Nigeria's 'infrastructure gap' must be solved to reap the benefits of Brexit
Feature Highlight
If Nigeria is to take full advantage of global political upheavals such as Brexit, it can only do so with a focused handling of its domestic affairs.
As the UK's exit from the European Union (EU) continues to shape global politics, financial experts in Nigeria are expressing excitement over possible new deals with Britain. However, analysts at Cowry Asset Management Limited laid out concerns over Nigeria’s infrastructural and human capital gaps, saying that these deficits will negate any possible benefits from Brexit. The issue was raised in the firm’s Weekly Financial markets review outlook.
This is in reference to Nigeria’s infrastructural deficit that is expected to reach $878 billion (320 trillion naira) by 2040. The prediction was based on a projected Gross Domestic Product (GDP) increase of 4.1% per year, and a steady rise in population, which is estimated to grow by 2.4% per year.
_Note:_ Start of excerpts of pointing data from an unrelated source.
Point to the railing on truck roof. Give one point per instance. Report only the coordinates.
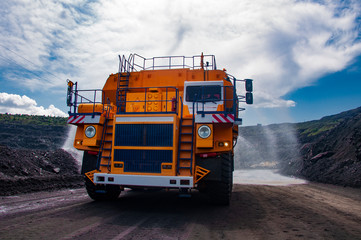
(76, 97)
(136, 62)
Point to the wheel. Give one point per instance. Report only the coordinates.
(220, 191)
(101, 192)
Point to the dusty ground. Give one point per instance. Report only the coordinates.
(308, 211)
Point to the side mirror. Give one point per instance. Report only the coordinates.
(249, 85)
(249, 98)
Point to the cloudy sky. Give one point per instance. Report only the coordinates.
(304, 56)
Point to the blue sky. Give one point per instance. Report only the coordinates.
(304, 56)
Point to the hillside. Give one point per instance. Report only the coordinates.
(326, 150)
(31, 158)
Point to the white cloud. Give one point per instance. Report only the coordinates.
(16, 104)
(283, 45)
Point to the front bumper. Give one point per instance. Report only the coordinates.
(144, 181)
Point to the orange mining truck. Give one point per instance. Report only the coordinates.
(161, 122)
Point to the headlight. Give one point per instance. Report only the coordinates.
(90, 131)
(204, 131)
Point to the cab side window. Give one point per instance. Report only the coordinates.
(206, 93)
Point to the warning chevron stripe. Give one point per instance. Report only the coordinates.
(222, 118)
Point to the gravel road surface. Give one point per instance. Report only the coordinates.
(306, 211)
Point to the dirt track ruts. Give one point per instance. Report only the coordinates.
(310, 211)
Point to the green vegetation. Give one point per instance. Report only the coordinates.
(32, 120)
(314, 128)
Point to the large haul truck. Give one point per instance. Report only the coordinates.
(161, 122)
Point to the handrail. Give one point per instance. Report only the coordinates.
(137, 62)
(79, 99)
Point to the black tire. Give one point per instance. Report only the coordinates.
(220, 191)
(101, 192)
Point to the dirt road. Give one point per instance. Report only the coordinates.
(307, 211)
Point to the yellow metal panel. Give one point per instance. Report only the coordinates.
(204, 142)
(89, 107)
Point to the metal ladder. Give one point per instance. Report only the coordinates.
(105, 151)
(185, 143)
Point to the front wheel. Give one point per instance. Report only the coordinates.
(220, 191)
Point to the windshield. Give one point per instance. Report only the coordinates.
(206, 93)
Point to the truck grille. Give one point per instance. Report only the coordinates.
(151, 135)
(145, 161)
(147, 136)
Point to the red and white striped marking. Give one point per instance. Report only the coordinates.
(222, 118)
(83, 119)
(76, 120)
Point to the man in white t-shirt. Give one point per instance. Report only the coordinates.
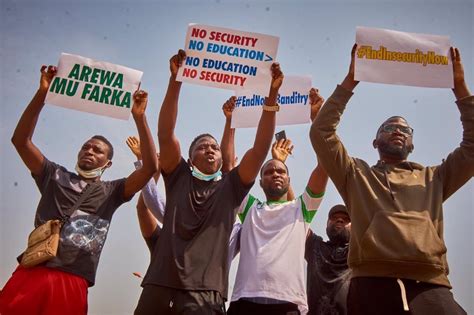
(270, 276)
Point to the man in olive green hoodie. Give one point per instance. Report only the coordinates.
(397, 252)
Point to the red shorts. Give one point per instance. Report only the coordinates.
(41, 290)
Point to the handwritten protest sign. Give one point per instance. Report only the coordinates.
(392, 57)
(228, 59)
(93, 86)
(293, 99)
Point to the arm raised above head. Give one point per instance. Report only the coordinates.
(23, 134)
(169, 143)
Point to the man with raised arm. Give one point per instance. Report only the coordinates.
(270, 276)
(60, 285)
(188, 271)
(397, 252)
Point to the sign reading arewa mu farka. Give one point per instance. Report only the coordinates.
(228, 59)
(293, 99)
(393, 57)
(94, 86)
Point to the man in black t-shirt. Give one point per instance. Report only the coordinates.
(188, 272)
(328, 272)
(60, 285)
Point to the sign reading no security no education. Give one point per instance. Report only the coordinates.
(228, 59)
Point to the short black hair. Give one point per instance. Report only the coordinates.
(110, 155)
(390, 118)
(193, 144)
(265, 164)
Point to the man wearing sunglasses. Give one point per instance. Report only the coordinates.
(397, 252)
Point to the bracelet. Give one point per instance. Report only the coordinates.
(273, 108)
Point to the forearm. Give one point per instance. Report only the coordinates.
(466, 107)
(318, 180)
(27, 123)
(327, 145)
(147, 146)
(228, 147)
(265, 129)
(146, 220)
(153, 200)
(169, 111)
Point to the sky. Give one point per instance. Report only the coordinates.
(315, 39)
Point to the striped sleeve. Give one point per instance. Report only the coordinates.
(310, 204)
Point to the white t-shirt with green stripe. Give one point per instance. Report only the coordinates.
(272, 248)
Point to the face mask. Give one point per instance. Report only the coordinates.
(92, 173)
(206, 177)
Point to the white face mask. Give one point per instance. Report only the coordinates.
(203, 176)
(91, 173)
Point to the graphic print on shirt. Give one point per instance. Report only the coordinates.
(84, 231)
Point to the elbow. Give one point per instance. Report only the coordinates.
(18, 141)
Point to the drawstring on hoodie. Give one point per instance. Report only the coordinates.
(403, 293)
(386, 180)
(386, 177)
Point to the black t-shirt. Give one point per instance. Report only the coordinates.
(83, 235)
(193, 246)
(153, 239)
(328, 276)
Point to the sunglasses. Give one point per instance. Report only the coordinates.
(403, 129)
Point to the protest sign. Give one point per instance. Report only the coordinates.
(228, 59)
(293, 99)
(93, 86)
(393, 57)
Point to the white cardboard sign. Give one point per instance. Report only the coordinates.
(93, 86)
(228, 59)
(386, 56)
(293, 99)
According to an online news report by Vanguard, it is projected that the gap will reach $3 trillion (1 quadrillion naira) in the next 26 years. The same concern has been raised by the African Development Bank, which stated that “Nigeria’s infrastructure cumulative financing needs are estimated to reach 3 trillion dollars by 2044 or about 100 billion dollars annually."
This is not to mention the chronic infrastructural issues in general. In a Financial Nigeria knowledge-based article, “Africa's need for infrastructure to fast-track development”, Efem Nkam Ubi of the Nigerian Institute of International Affairs cited lack of local expertise, need for external capital, misgovernance, and corruption as “the bane of Africa’s infrastructure development.”
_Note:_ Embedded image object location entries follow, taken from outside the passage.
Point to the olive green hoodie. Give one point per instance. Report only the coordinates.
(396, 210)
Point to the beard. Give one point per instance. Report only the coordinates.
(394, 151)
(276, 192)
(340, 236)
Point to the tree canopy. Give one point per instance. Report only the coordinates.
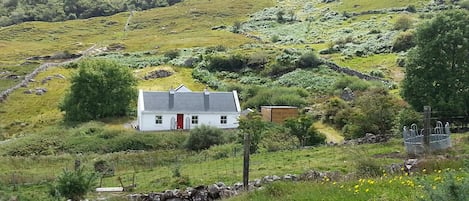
(99, 89)
(17, 11)
(302, 128)
(437, 69)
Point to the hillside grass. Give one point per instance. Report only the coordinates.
(365, 5)
(154, 170)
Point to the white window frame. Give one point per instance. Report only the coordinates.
(223, 119)
(195, 119)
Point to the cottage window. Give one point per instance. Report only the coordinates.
(223, 120)
(158, 119)
(195, 120)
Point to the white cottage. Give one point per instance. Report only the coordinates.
(181, 108)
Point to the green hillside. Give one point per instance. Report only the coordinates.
(309, 54)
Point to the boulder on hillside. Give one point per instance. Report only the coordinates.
(158, 74)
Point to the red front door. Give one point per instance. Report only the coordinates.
(180, 121)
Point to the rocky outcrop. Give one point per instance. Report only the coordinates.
(221, 191)
(158, 74)
(41, 68)
(351, 72)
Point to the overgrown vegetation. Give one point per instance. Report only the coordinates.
(186, 41)
(203, 137)
(441, 82)
(100, 89)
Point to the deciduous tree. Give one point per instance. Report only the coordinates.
(437, 69)
(99, 89)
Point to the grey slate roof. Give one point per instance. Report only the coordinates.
(189, 102)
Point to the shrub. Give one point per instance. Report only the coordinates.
(464, 4)
(367, 167)
(74, 185)
(102, 167)
(448, 186)
(223, 151)
(231, 63)
(403, 42)
(276, 96)
(280, 18)
(275, 38)
(404, 22)
(203, 137)
(236, 27)
(411, 8)
(302, 128)
(354, 83)
(257, 60)
(332, 107)
(308, 60)
(212, 49)
(400, 61)
(277, 138)
(407, 117)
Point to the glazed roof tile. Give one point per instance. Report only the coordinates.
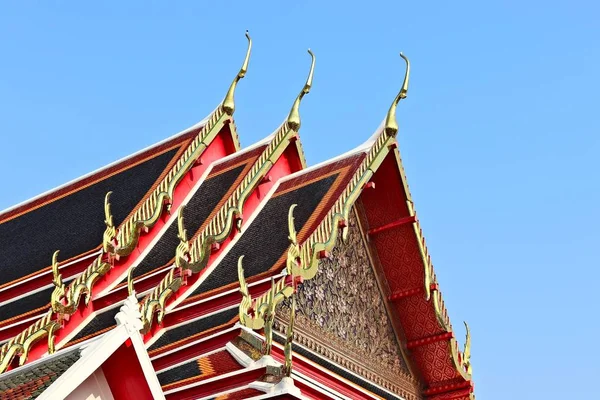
(31, 381)
(57, 224)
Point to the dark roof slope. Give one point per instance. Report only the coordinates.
(32, 381)
(197, 210)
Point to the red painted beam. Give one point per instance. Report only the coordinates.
(399, 222)
(462, 389)
(318, 374)
(400, 294)
(429, 339)
(194, 350)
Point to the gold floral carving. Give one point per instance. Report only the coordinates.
(260, 312)
(343, 302)
(155, 301)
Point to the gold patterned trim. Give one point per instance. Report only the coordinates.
(191, 256)
(260, 312)
(22, 343)
(121, 241)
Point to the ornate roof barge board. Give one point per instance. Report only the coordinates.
(306, 256)
(202, 203)
(193, 256)
(119, 243)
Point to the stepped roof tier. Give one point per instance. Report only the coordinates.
(198, 270)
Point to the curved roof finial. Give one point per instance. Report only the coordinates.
(228, 102)
(391, 125)
(294, 116)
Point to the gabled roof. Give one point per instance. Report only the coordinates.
(233, 211)
(214, 138)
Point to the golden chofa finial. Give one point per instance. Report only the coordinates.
(228, 103)
(391, 125)
(294, 117)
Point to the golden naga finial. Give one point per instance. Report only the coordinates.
(130, 288)
(228, 102)
(287, 348)
(110, 231)
(391, 125)
(294, 116)
(56, 276)
(466, 358)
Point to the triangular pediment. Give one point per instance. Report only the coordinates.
(341, 315)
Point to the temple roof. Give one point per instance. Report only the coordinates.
(208, 237)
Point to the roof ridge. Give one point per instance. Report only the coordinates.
(192, 255)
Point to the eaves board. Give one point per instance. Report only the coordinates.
(74, 223)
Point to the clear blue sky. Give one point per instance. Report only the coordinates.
(499, 135)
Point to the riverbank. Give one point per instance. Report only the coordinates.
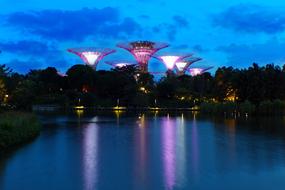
(17, 128)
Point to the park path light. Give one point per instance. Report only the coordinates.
(198, 71)
(182, 66)
(170, 60)
(91, 55)
(120, 64)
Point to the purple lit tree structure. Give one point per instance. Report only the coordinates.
(142, 51)
(198, 71)
(91, 56)
(120, 64)
(182, 66)
(171, 60)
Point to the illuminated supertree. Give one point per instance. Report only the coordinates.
(182, 66)
(120, 64)
(198, 71)
(91, 56)
(171, 60)
(142, 51)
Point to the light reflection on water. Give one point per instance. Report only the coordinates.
(159, 151)
(90, 155)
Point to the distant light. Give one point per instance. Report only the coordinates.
(120, 65)
(91, 57)
(79, 107)
(181, 65)
(169, 61)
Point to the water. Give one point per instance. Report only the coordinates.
(177, 151)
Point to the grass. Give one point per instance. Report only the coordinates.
(17, 128)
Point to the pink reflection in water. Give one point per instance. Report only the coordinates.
(168, 146)
(141, 149)
(195, 147)
(90, 156)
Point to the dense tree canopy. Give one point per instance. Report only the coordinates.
(83, 85)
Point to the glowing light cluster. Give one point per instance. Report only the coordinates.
(181, 65)
(142, 51)
(171, 60)
(198, 71)
(91, 56)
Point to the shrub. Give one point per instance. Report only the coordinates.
(247, 107)
(17, 128)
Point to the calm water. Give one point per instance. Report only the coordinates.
(148, 151)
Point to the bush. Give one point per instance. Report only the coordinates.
(271, 108)
(247, 107)
(17, 128)
(218, 108)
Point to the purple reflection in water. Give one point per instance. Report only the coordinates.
(141, 152)
(195, 147)
(90, 155)
(180, 151)
(168, 147)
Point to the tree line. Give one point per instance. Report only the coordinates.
(126, 86)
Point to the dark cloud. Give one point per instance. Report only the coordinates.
(24, 66)
(243, 55)
(73, 25)
(182, 46)
(199, 49)
(26, 47)
(180, 21)
(251, 19)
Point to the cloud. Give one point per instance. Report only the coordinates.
(26, 47)
(24, 66)
(251, 19)
(180, 21)
(73, 25)
(263, 53)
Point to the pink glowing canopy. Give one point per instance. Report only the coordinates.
(183, 65)
(142, 50)
(91, 56)
(198, 71)
(171, 60)
(120, 64)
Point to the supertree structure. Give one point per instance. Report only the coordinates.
(91, 55)
(182, 66)
(120, 64)
(198, 71)
(142, 51)
(171, 60)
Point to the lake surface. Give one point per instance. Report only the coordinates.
(149, 151)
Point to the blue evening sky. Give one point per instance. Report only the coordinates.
(35, 34)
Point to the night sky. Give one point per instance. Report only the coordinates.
(35, 34)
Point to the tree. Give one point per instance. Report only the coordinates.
(81, 77)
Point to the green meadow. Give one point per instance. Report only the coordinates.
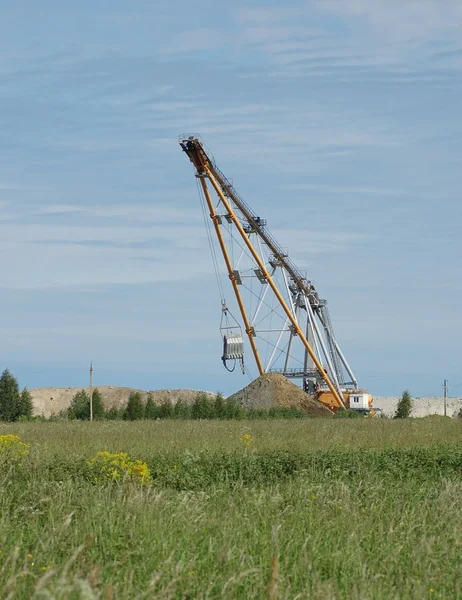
(283, 509)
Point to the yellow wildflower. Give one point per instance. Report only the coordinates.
(113, 467)
(246, 439)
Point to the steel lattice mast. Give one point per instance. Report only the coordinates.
(294, 295)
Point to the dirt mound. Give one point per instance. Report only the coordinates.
(272, 390)
(49, 401)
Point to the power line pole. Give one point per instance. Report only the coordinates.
(445, 389)
(91, 391)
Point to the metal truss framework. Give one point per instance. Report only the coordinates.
(287, 324)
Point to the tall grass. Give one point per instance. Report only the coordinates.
(328, 510)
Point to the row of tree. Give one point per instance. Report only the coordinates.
(203, 407)
(14, 405)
Thankfully, local financial institutions have already identified key areas and projects to fast-track the country’s Sustainable Development Goals. African Investment Forum coordinator, Folarin Alayande specified that our nation needs about $22.5 billion (8.2 trillion naira) worth of investment commitments by 2020 to finance these projects.
And although there are infrastructural issues, there is optimism among Commonwealth nations about UK’s withdrawal from the European bloc. A large portion of the aforementioned investment needs are expected to be supplied by a post-Brexit British economy, which experts believe will re-establish relationships with its former trade networks. Lagos-based Financial Derivatives Company (FDC) detailed this prediction, saying, “Nigeria’s trade with Britain will increase with soft or hard Brexit; trade with Commonwealth countries will be stronger; concessioning funding from Commonwealth sources; international financing will become more expensive; companies likely to hedge on forex-denominated transactions and the Central Bank of Nigeria (CBN) may respond by tightening further – lending rates to increase further.”
The Chairman of the Commonwealth Enterprise and Investment Council (CWEIC), Lord Marland of Odstock, noted that Nigeria’s huge 202-million-strong market loves British products, and may, therefore, be a strong trading asset within the country. Nigeria’s economy is the largest in Africa and the fifth-largest in the British Commonwealth.
Brexit marked the start of significant change in the UK’s trade relationships. Seven of its top ten trading partners are part of the EU. Research by PricewaterhouseCoopers revealed that during Brexit, 44% of UK’s export was to EU member states, while 53% of imports came from EU countries. Because of this, Britain needed to form new strategies with regards to international exchange of goods and services.
FXCM recently delved into the effects of Brexit on the UK's trade deals moving forward, such as the need to designate new trade routes and borders. The British government enacted a 21-month transition period to allow affected industries to make the necessary adjustments. Within this transition period, the UK may forge new market relations with Commonwealth countries and former colonies including Nigeria.
But while Brexit is a crucial political and economic move for the UK, it would be a challenge for developing nations like Nigeria to fill in the gaps left by changes on the EU market. Moreover, Nigeria’s infrastructural problems are rooted not only to lack of foreign investment, but to a host of domestic problems as well. The nation is still dealing with the atrocities of the jihadist group Boko Haram, prompting the country to accept British military assistance. Misgovernance and corruption still remain and are seen as the root of countless rebellions in the nation. Over-dependence on foreign investment and assistance for economic development also brings up questions about financial priorities.
If Nigeria is to take full advantage of global political upheavals such as Brexit, it can only do so with a focused handling of its domestic affairs.